Novel tissue‐targeted localized gene therapy for corneal scarring and neovascularization

Summary Corneal scarring and neovascularization (NV) due to trauma, injury and/or infection are leading cause of global blindness. This presentation will provide an overview of corneal gene therapy and stipulate novel bench‐to‐bedside translational strategies for human application.
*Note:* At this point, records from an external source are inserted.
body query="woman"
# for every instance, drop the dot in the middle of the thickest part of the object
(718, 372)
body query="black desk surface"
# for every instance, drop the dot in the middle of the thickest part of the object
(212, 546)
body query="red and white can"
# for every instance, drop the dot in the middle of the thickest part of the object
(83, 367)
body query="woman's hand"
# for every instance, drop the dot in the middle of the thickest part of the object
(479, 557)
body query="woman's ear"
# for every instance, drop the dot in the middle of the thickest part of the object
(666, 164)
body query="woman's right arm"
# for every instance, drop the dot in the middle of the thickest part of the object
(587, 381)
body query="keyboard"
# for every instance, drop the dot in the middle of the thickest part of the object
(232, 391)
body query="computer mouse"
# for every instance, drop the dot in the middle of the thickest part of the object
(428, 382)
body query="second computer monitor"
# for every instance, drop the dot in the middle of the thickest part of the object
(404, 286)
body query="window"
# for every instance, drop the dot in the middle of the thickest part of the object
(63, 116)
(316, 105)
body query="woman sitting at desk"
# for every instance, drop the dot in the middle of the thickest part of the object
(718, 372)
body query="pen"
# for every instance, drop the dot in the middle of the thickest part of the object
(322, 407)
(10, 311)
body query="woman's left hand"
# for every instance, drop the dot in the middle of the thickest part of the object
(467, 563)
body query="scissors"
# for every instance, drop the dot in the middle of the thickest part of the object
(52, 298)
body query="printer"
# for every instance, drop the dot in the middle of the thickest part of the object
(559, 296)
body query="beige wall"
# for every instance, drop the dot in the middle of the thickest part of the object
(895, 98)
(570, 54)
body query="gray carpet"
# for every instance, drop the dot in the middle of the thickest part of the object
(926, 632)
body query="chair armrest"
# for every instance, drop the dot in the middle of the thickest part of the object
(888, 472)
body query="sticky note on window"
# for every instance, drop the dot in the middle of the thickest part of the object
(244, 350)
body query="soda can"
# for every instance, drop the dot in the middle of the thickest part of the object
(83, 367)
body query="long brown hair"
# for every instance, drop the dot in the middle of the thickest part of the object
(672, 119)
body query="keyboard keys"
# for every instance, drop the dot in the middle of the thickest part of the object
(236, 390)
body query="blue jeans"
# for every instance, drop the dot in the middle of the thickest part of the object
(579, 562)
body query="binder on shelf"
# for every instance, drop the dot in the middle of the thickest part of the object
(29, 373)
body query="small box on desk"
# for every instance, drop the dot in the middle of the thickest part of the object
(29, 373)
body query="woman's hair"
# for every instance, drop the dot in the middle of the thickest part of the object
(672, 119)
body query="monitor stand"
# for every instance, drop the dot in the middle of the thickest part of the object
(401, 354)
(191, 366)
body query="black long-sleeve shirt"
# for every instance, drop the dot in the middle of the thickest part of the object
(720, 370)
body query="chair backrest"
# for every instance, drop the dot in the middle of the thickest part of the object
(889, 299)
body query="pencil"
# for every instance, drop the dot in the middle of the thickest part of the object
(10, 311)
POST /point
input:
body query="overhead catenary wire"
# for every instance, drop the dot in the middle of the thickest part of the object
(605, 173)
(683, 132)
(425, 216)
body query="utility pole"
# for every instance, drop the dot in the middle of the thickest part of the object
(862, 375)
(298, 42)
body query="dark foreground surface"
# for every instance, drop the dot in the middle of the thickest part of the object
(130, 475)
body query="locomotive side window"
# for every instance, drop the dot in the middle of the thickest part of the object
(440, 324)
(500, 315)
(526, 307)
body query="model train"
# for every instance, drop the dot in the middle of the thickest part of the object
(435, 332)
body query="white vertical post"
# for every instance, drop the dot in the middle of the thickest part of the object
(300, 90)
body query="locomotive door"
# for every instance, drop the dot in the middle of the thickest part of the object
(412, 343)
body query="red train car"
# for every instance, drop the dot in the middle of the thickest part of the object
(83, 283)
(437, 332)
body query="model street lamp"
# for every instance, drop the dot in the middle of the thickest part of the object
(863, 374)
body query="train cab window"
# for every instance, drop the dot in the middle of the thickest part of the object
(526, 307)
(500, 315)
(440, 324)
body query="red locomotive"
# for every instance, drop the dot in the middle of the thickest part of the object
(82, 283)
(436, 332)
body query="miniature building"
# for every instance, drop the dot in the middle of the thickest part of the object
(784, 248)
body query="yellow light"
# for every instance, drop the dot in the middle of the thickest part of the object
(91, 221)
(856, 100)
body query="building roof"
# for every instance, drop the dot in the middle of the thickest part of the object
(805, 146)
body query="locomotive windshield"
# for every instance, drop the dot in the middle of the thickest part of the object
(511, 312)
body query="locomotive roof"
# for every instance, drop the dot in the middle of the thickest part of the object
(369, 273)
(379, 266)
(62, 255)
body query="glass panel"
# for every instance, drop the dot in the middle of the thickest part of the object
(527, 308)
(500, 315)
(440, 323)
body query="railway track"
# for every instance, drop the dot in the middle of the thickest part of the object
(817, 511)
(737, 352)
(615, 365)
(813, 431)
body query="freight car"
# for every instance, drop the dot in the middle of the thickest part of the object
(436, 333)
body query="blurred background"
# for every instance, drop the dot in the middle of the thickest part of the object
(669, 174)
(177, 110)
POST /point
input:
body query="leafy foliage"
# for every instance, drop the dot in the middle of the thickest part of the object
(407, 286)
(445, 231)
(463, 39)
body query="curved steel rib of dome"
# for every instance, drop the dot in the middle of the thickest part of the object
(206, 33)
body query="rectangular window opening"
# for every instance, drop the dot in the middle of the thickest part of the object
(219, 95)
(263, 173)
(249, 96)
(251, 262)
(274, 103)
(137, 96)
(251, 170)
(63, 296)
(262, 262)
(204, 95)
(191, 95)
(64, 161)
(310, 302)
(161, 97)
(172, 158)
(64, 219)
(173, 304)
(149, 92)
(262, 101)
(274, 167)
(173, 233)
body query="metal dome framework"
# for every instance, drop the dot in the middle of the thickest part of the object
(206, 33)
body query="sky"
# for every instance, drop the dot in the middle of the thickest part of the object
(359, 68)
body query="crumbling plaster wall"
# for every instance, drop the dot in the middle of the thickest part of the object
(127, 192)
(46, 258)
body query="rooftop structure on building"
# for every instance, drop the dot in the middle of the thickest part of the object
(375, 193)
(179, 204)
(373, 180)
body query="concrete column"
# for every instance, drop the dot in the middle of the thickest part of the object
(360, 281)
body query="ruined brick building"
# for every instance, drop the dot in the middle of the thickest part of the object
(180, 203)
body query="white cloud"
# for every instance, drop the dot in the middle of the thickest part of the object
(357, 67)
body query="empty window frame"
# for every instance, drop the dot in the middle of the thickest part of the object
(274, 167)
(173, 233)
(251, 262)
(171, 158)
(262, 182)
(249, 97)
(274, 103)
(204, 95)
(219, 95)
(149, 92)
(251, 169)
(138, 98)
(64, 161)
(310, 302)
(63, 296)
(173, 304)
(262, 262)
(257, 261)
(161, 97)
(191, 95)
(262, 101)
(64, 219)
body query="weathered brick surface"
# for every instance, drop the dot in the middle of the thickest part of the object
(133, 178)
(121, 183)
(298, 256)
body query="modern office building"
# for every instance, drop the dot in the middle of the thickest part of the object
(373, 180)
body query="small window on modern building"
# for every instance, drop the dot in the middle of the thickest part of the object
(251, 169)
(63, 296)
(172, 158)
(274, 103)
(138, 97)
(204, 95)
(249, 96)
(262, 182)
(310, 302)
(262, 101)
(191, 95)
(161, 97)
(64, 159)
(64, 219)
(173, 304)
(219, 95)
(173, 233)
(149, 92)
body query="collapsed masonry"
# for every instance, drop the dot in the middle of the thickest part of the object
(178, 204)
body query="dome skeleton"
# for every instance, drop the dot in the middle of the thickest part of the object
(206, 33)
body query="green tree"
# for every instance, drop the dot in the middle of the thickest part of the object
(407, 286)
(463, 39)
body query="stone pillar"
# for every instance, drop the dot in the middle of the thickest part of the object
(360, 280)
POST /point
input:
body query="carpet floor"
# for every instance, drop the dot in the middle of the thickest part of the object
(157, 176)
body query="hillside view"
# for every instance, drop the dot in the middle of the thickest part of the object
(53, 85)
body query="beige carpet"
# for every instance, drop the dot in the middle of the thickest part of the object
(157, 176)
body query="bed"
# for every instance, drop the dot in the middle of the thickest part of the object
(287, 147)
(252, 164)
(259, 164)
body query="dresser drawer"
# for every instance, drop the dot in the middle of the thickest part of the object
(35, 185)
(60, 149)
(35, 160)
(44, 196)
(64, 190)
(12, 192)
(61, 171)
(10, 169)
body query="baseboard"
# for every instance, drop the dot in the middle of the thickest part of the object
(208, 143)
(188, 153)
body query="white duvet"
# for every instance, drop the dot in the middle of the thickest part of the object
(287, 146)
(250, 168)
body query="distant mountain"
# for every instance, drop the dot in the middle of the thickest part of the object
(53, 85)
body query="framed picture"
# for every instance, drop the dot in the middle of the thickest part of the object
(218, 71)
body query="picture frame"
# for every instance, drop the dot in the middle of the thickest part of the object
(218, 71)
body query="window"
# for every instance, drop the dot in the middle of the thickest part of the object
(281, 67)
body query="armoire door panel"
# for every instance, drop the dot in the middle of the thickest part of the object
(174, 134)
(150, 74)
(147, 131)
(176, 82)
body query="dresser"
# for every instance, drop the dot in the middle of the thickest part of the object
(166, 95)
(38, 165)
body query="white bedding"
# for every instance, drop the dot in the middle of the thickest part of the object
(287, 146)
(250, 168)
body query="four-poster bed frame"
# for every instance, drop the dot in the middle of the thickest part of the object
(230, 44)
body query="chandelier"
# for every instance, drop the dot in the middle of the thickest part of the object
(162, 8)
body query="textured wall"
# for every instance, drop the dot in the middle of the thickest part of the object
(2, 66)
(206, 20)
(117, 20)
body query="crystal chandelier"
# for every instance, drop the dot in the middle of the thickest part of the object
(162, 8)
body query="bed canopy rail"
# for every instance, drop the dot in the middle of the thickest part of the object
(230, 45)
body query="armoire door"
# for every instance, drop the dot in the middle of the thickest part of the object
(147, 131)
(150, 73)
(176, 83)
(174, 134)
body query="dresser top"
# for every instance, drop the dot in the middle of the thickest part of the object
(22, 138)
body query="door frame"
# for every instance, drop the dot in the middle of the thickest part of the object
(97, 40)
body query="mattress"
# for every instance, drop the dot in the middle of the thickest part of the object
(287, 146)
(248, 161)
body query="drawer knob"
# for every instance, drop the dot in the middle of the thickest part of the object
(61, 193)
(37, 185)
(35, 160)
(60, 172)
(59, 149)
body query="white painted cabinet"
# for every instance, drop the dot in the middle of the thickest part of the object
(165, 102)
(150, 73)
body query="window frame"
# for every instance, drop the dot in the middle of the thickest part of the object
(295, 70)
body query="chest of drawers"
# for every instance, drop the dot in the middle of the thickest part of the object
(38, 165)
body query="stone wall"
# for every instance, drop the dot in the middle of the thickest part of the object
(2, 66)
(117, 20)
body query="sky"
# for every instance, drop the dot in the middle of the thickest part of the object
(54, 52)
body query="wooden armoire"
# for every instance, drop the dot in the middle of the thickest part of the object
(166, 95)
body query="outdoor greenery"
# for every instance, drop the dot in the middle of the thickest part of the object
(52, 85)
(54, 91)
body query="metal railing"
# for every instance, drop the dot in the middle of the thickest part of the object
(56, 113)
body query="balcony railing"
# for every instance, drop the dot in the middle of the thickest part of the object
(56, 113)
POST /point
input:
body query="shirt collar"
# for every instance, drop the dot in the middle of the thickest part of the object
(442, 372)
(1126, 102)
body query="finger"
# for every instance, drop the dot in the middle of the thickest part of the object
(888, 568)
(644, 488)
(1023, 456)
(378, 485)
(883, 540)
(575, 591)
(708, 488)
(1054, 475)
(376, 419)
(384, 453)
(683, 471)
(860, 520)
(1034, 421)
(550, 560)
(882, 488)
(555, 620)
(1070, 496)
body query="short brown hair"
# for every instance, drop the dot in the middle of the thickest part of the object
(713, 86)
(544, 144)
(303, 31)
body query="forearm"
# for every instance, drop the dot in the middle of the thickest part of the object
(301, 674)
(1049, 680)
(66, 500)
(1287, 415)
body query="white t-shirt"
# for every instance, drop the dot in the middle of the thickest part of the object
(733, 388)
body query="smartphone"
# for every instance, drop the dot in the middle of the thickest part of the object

The talk will include information about identified potent adeno‐associated virus (AAV) and nanoparticle vectors, simple and minimally invasive vector delivery techniques for delivering genes into desired corneal cells, and defined gene therapy approaches for introducing therapeutic genes selectively into corneal keratocytes or endothelium in vivo through single application of vector employing customized delivery techniques. Further, talk will discuss cornea‐specific mechanisms driving pathologic process, novel molecular targets for interrupting TGF β 1 signaling pathways, and therapeutic genes identified from basic‐science corneal wound healing investigations performed in my lab laboratory using established small and large animal and donor human corneas. Finally, it will show potential of single‐ and two‐gene combination therapy given locally in the cornea via optimized methods in inhibiting and eliminating corneal scarring and neovascularization in vivo in preclinical rabbit studies. The optimized gene therapy approaches could be easily applied in a clinical setting, if safety and toxicity are proven.